Auscope, a $43m project to share geosciences and geospatial information, is now underway after being launched by science minister Kim Carr late last month.
The aim is to collect, organise and provide ready access to information about the structure and evolution of the Australian continent.
AuScope is a not-for-profit organisation, made up of ten universities, the Commonwealth Scientific and Research Organisation, Geoscience Australia as well as state and territory geological survey organisations.
In addition to federal funding, over $70m in co-investment has been committed by the participants.
Geologists, geographers, hydrologists, environmental scientists, archaeologists as well as those employed in the minerals, energy, agriculture and construction sectors are all expected to benefit.
Geospatial research will be one of two key areas of research for the project, with the other being climate change.
“We know there’ll be a lot of activity in this field in the next five years, including the anticipated launch of over one hundred global navigation satellite system satellites,” he said.

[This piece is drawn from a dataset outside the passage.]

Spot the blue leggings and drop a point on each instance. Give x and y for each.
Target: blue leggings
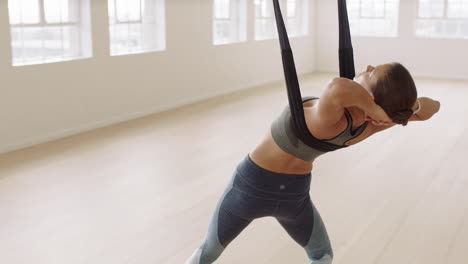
(254, 192)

“That activity will generate a new demand for the sort of data AuScope can generate, particularly in the disciplines of geodesy and precise positioning.”
Carr said it is hoped that making the new data, information and knowledge available outside the research community will result in new and improved science, business, educational and policy applications.
“This major project combines cutting-edge technology with specialist knowledge and research capabilities from our best institutions. It will put Australia at the forefront of international earth science and geospatial research,” he said.